Several studies focus on games [24, 25, 26], however, due to their competitive nature, these
agents typically rely on choosing the best actions against a nearly optimal opponent. Conversely,
in collaborative or social settings, modelling and leveraging human behaviour to work along
agents is a highly challenging task [27]. In the context of human-AI co-learning, both entities
can learn from each other and grow together over time[28]. It must be noted that most HAIC
studies operate within well-defined discrete environments, such as overcooked [27]. In contrast,
our work addresses a continuous environment that necessitates collaboration between humans
and agents to generate multi-modal trajectories and collectively achieve a goal.
   A challenge of deploying dRL models in diverse or previously unexplored environments [29]

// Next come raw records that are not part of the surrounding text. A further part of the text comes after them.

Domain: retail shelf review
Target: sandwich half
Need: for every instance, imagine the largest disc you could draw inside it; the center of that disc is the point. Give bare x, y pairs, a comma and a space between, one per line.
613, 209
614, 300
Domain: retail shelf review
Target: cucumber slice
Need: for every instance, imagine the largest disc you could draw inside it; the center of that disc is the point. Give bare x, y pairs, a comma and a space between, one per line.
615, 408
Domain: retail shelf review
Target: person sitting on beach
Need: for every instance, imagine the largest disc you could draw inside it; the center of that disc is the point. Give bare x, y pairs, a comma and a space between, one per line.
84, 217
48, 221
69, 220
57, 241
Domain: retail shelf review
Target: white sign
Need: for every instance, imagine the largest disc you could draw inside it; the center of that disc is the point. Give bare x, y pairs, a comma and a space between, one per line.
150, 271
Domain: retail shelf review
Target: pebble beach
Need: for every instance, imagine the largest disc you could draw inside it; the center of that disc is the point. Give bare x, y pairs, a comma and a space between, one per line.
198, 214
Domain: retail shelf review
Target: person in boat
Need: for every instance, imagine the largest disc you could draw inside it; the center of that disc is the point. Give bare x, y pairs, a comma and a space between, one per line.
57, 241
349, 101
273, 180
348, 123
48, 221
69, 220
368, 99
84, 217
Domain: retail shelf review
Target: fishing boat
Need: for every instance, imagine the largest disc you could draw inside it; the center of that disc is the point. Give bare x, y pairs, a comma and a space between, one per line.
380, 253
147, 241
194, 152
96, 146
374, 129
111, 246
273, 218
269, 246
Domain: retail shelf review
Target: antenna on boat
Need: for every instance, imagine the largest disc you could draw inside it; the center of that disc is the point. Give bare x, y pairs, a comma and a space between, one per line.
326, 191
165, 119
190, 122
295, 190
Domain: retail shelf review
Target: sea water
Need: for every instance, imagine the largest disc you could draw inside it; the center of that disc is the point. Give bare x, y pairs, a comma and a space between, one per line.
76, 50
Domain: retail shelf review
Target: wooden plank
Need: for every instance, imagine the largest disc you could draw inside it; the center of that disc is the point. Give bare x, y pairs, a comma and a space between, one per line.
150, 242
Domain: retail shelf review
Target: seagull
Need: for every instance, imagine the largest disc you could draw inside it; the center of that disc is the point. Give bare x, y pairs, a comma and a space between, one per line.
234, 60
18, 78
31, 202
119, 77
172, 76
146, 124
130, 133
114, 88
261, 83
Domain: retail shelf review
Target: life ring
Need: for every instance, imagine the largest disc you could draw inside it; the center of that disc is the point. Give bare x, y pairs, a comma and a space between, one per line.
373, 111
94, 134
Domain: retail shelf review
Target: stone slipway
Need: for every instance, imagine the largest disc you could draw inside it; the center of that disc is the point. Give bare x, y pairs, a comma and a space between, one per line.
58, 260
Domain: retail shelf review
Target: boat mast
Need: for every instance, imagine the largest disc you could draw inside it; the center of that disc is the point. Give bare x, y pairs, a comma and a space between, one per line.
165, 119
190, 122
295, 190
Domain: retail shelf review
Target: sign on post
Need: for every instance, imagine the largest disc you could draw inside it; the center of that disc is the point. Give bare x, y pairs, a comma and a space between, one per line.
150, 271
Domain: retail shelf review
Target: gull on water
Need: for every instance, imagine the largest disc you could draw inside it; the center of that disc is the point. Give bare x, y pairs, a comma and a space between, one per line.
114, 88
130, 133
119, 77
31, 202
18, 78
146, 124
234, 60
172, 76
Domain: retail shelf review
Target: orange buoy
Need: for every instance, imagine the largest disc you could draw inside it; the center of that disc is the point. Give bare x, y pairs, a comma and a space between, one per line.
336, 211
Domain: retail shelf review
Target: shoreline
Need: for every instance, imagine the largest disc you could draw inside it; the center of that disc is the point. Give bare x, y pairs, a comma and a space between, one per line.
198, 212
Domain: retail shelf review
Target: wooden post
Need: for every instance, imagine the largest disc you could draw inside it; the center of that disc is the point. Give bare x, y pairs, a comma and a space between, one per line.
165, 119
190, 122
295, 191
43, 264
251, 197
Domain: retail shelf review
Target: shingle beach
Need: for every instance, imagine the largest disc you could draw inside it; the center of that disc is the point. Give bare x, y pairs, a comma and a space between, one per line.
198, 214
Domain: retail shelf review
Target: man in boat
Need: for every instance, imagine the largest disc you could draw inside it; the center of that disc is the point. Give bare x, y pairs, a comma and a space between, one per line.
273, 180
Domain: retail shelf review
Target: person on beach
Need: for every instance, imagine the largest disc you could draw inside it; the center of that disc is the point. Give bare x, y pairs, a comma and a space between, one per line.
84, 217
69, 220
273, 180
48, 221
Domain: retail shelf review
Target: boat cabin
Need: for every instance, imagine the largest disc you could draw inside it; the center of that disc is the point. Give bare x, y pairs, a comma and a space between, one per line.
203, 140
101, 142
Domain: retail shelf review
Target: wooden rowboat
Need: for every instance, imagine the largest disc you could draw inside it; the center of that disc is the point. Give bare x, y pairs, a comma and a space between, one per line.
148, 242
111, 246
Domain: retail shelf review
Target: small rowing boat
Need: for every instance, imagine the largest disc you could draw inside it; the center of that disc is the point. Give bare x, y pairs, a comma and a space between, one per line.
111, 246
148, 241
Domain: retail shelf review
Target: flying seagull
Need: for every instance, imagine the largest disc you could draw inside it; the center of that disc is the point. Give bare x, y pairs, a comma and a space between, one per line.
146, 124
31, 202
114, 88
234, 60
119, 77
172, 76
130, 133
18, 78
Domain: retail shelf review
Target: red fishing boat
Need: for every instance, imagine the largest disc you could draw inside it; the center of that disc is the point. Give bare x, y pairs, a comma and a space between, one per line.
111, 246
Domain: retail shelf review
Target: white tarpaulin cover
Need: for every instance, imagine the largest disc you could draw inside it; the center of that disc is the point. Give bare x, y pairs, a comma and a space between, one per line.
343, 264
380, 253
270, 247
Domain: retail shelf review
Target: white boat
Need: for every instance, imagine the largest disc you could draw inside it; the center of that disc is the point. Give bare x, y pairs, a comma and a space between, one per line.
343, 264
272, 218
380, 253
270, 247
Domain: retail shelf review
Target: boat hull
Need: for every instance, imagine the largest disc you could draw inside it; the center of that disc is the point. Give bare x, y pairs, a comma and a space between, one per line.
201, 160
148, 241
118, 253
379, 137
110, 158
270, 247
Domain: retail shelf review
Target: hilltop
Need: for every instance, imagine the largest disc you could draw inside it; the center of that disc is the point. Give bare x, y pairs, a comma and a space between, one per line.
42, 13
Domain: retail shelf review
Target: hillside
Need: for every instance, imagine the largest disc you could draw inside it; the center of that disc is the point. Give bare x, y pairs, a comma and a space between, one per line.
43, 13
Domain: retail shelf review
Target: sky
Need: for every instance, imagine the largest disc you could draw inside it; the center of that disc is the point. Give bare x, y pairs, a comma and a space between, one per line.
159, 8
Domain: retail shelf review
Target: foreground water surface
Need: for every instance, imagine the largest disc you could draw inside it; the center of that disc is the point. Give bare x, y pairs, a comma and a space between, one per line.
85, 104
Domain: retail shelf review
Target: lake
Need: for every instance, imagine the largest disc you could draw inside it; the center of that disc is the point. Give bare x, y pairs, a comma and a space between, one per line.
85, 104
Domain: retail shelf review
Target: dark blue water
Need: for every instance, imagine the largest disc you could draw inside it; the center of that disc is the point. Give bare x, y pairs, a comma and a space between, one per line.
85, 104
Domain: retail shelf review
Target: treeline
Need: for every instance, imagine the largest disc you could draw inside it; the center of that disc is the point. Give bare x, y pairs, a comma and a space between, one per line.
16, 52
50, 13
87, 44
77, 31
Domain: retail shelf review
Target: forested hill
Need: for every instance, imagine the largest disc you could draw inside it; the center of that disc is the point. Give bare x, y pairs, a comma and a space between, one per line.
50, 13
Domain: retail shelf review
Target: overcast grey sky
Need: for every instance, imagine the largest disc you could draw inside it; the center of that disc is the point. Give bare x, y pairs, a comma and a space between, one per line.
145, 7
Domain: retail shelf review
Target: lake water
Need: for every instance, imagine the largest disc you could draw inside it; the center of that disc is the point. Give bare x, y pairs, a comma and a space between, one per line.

is to do so without requiring training from scratch. Especially in HAIC tasks, this process is
time-consuming and demanding, and the extended training periods can negatively affect the
performance of the team. These limitations highlight the importance of a different paradigm
that allows agents to reuse knowledge from one task to a related, yet distinct, task. In RL tasks,
this paradigm is referred to as transfer learning (TL).
   Multiple approaches have been proposed to facilitate knowledge transfer in RL settings [30, 31].
TL aims to learn an optimal policy for a target task by leveraging external information from
a set of source tasks, as well as, internal information from the target task. One of the most
prominent TL approaches, reward shaping (RS) [32, 33], uses external knowledge to modify the
reward distribution in the target task, by incorporating a reward-shaping function. By providing
additional rewards along with interior environmental rewards, RS directs the agent toward more
optimal trajectories. Learning from demonstrations (LfD) allows RL agents to learn to perform
tasks by observing expert demonstrationsThis approach can be further decomposed to offline
and online LfD, where the former uses demonstrations for pre-training the models [34, 35],
while the latter directly employs expert demonstrations to guide the agent’s behaviour for more
efficient exploration [36]. Finally, in policy transfer, a pre-trained policy on a source task is
directly applied to the target task. Policy transfer is further divided into TL learning via policy
distillation [37] and TL via policy reuse [38]. Policy distillation involves learning a model by
minimizing the divergence from multiple expert policies, while policy reuse leverages previously
learned policies by allowing the agent to draw from past experiences with some probability.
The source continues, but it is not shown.